北アフリカ戦でイギリス軍に鹵獲されたIII号戦車G型。上部構造物前面の向かって左側、車体銃の右に描かれているのが、ヤシの木をモチーフにしたドイツ・アフリカ軍団の部隊標識。このG型の中期生産型から50mm砲の搭載が開始されたが、威力的に劣る短砲身42口径の5 cmKwK 38戦車砲で、ヒトラーが望んだ高威力の長砲身型50mm砲ではなかった。

 III号戦車の開発に際しては、当初、重量15t前後が設定されていた。これは、1930年代当時の輸送重量限界に鑑みて導き出された数値だった。しかし、さまざまな要求性能を反映した設計の結果、最終的には20tを超える中戦車として仕上がった。そこで次なる上限設定として、当時のドイツの橋梁の荷重限界を考慮した24t未満という数字が求められた。

 ドイツにとって、これほど大きな(重い)車体規模の戦車の開発は初めてとなったため、特に車重を支えるのみならず機動性の良し悪しにも大きく影響する、足回りの設計に試行錯誤が生じた。

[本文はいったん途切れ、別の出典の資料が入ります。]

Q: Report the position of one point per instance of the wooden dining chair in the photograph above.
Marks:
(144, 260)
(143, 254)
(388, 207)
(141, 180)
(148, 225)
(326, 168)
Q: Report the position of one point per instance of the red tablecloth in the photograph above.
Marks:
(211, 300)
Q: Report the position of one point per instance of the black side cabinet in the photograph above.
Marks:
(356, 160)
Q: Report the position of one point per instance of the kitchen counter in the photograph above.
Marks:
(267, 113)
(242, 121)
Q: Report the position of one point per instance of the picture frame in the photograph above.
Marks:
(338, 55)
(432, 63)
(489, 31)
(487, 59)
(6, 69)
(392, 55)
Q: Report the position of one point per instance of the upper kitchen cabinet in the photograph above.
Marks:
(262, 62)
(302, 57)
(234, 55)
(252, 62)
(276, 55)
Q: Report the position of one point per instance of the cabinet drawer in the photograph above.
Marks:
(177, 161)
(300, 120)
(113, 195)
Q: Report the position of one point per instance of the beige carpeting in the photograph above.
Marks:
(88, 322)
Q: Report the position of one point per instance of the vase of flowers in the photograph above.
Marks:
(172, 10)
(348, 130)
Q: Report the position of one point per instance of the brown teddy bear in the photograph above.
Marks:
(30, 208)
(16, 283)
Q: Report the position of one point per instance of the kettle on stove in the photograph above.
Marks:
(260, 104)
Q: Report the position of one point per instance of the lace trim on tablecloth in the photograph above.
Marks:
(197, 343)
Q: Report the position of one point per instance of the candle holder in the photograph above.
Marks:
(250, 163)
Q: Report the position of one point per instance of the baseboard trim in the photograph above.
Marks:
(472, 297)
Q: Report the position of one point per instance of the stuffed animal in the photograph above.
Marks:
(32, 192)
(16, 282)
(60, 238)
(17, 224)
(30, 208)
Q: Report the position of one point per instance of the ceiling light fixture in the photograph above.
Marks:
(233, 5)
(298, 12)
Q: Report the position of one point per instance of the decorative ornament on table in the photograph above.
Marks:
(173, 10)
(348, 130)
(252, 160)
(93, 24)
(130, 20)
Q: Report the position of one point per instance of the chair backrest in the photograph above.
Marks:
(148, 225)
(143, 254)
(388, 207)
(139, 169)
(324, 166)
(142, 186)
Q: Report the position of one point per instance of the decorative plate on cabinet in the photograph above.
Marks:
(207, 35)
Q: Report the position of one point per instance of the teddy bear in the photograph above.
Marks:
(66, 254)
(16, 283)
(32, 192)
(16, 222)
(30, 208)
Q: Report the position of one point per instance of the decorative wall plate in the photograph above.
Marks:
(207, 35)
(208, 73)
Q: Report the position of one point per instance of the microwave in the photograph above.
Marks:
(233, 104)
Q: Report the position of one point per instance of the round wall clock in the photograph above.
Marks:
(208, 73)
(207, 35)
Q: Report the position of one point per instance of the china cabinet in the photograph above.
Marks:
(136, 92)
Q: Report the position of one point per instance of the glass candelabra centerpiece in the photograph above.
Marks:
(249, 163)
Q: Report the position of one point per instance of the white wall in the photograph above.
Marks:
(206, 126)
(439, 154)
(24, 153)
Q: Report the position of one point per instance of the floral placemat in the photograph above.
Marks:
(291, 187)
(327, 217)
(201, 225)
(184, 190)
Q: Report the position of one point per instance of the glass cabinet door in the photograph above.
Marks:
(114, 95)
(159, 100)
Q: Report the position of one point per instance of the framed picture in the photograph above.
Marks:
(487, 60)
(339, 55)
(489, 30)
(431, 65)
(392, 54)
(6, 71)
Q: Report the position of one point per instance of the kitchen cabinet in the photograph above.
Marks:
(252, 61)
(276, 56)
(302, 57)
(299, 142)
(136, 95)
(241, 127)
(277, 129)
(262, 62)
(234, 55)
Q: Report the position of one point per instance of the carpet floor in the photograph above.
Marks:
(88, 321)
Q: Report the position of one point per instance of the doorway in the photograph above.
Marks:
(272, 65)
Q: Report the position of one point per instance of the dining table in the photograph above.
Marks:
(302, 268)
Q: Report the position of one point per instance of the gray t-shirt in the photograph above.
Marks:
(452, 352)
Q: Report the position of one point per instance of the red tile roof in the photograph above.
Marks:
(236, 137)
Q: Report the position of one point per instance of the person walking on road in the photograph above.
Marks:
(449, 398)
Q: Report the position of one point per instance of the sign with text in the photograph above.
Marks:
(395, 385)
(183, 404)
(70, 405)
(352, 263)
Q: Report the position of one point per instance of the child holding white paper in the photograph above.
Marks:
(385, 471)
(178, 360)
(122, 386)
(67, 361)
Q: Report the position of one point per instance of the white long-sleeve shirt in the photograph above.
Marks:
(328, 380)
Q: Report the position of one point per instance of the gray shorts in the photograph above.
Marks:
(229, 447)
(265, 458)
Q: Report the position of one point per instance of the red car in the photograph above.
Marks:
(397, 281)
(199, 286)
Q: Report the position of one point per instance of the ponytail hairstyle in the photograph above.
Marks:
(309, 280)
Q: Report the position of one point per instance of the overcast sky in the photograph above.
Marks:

 まずA型は、コイルスプリング使用の垂直式サスペンションを備え、片側の転輪が5輪だったが、続くB、C、D型では、それぞれの型で少しづつ構造が異なるリーフスプリング使用のサスペンションを備える8輪が試みられた。そして最終的にはE型以降、トーションバー使用サスペンションを備える6輪が標準となった。

 

 備砲については、当時、世界水準では37~40(イギリスの2ポンド砲など)mmの対戦車砲が主流となっており、これで各国とも互いの戦車を撃破可能だった。つまりII号戦車の20mm機関砲よりも高威力なわけだ。そして各国とも、対戦車砲を戦車砲化するのが一般的だった。

 しかしドイツ装甲部隊関係者は、昨今の急速な戦車技術の向上により、早晩37mm砲が陳腐化すると踏んでいた。ゆえに、より大口径で大威力の50mm砲の搭載を決めたが、肝心の同砲の開発が車両の開発に追い付いていなかった。そこでやむを得ず、A、B、C、D、E、Fの各型とG型の前期型が、暫定的に対戦車砲から派生した37mm砲(46.5口径3.7 cm KwK 36)を搭載した。

 しかし、やがて短砲身42口径の50mm砲(5 cmKwK 38)が完成してG型中期型以降に搭載され、J型中期型以降は、より装甲貫徹力に優れた長砲身60口径の50mm砲(5 cmKwK 39)の搭載となった。そして、同型以前の一部の型も、オーバーホールや修理の際に5 cmKwK 39へと換装された。

 ちなみに、この60口径5 cmKwK 39の搭載はヒトラー総統が強く望んだため優先的に実現されたという経緯がある。ことドイツの戦車開発にかんしては、素人ながら「下手の横好き」の戦車ヲタクともいえるヒトラーの直感が的を得ていることが間々あった。